Another busy show. I’m so pleased that the show has been moved from McCormick Place. One of the problems with McCormick place is that the hotel is so far from the conference rooms. You can get lost just trying to find a session.

Having said that, I went to a wonderful Japanese restaurant with a crowd the other night (even though it wasn’t the Japanese restaurant I was supposed to be meeting at) and ended up having a late drink in the Hilton bar when we got back.

When I left the bar, something appeared to happen to my internal navigation system (can’t think what would be the cause of that 😉 and managed to get completely lost trying to find my room. At one point, I found myself standing in the dark in a huge ballroom tripping over chair after chair!

The next thing I knew, I was in the hotel’s service area wandering around tripping over buckets and piles of towels. After about 20 minutes of discovering parts of the hotel which only the staff gets to see, I ended up right back at the side door of the bar I’d come out of.

It was such a harrowing experience, I had to go back in and have another glass of Merlot to give some serious thought as to how my internal sat-nav seemed to let me down so badly.

Here’s a nice picture of Bill Hunt’s lovely wife Motoko who was with us in the Japanese restaurant. And another of Joe Morin, taking a picture of me taking a picture of him!

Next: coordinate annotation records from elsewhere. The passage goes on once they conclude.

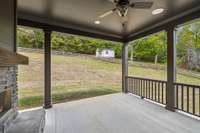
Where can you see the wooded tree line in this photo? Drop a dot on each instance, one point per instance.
(146, 49)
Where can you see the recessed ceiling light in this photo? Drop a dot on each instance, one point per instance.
(157, 11)
(97, 22)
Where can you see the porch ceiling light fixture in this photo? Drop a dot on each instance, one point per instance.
(97, 22)
(157, 11)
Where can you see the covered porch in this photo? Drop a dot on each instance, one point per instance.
(116, 113)
(124, 112)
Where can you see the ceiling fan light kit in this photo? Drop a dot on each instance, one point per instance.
(122, 7)
(157, 11)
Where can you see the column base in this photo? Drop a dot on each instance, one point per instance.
(47, 106)
(170, 108)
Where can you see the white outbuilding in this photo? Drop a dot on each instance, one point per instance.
(105, 53)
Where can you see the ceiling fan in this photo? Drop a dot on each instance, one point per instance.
(122, 7)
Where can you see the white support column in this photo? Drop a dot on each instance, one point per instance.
(47, 70)
(171, 68)
(125, 67)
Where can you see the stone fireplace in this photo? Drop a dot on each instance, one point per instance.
(8, 96)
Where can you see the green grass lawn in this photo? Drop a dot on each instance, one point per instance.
(75, 77)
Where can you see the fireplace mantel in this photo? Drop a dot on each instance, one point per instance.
(8, 57)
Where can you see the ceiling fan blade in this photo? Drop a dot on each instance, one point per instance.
(114, 1)
(141, 5)
(107, 13)
(124, 19)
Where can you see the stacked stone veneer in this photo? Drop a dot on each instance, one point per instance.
(8, 80)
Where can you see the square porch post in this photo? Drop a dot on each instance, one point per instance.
(47, 70)
(171, 68)
(124, 67)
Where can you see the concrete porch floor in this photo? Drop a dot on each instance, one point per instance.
(116, 113)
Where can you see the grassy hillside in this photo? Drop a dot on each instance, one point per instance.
(76, 77)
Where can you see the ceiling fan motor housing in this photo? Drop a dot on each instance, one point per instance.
(122, 6)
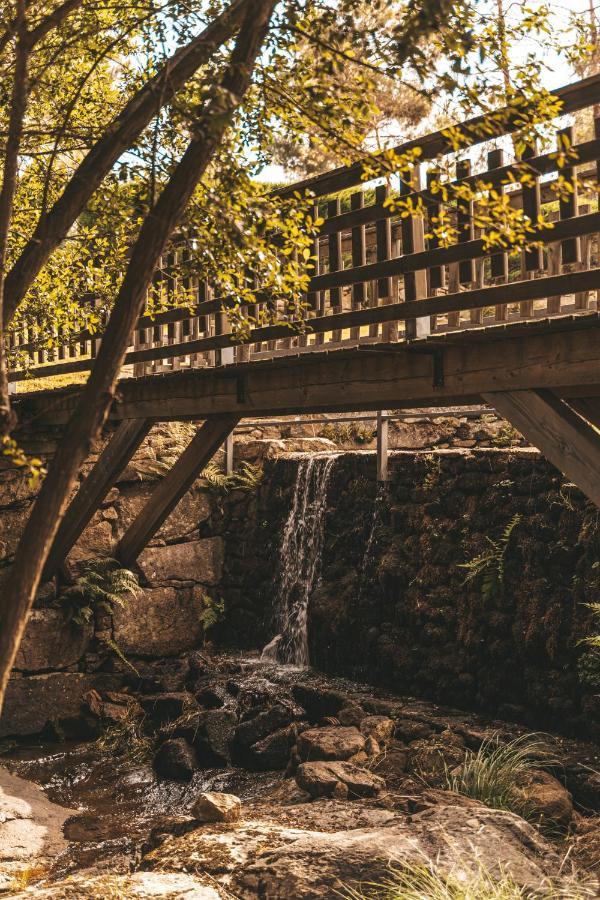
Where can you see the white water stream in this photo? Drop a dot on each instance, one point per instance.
(300, 560)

Yesterday’s link-basics session was a lot of fun, as usual. It involved a sketch about safety procedures on airlines, a wooden stick and a yellow sticky. For those of you who have seen me do that one, you’ll know exactly what I’m talking about… As for the rest – well you’d best just come along and see it next time SES in down your way.

I got a little help from the audience for this particular blog entry, by taking a picture of them and asking them to give me a little wave.

The best attended session I’ve seen is one which was just called “lunch”. It was so popular it’s being repeated at the same time every day for the rest of the show!

I’m attending the future of search session in a few minutes as my old buddy Fredrick Marckini, is on the panel. I’ve not seen Fredrick (apart from a quick bump into in New York, a few weeks back).

Things are a bit difficult for him at the moment, as I understand he’s down to his last 30 million dollars. I’ll pay for his drinks a little later in the bar and see if that cheers him up a bit.